A picture has emerged online reportedly showing members of the Syrian Arab Army holding a FLIR Systems Black Hornet 3 drone that they captured in the northeastern corner of the country.
Variants of this pocket-sized helicopter drone have seen increasing use, including within the U.S. military, in recent years, as a way to give small units important added situational awareness without necessarily exposing their position or otherwise putting personnel at increased risk.
This photograph first emerged online on July 19, 2020. Pro-regime social accounts claimed that Syrian troops recovered the Black Hornet near the town of Tal Tamr in the country’s northeastern Al Hasakah Governorate, which borders Turkey to the north and Iraq to the south. Forces aligned with Syrian dictator Bashar Al Assad, together with Russian troops, moved into this area in October 2019 after a unilateral Turkish intervention prompted American personnel and their local, predominantly Kurdish partners to vacate various operating bases and otherwise pull back.

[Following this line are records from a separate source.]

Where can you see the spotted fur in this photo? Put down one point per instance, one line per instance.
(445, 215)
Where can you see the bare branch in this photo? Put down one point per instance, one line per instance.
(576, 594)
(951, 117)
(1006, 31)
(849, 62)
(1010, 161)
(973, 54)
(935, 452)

The Black Hornet has a maximum flight time of 25 minutes and a maximum range of 1.24 miles.
It’s not clear who was operating the drone in Syria before the Syrian troops captured it, but last year the U.S. Army began issuing Black Hornet 3s to various units. U.S. special operations forces, who have been very active in Syria, along with supporting conventional elements, have also been using versions of the drones since at least 2015.
Various other members of the U.S.-led coalition fighting ISIS who are known to have special operations elements deployed in Syria, such as France, also operate or have operated variants of this drone, though it’s unclear whether any of them have sent Black Hornet 3s, specifically, to units in the country.
For instance, the British Army first began using the first-generation Prox Dynamics PD-100 variant in 2013, but said it had withdrawn all of those from service between 2016 and 2017, in favor of larger, man-portable unmanned aircraft.
In 2019, the U.K. Ministry of Defense announced it was buying 30 “Black Hornet PRS,” but officially for “research and development into a capability gap identified by Army HQ,” rather than operational use.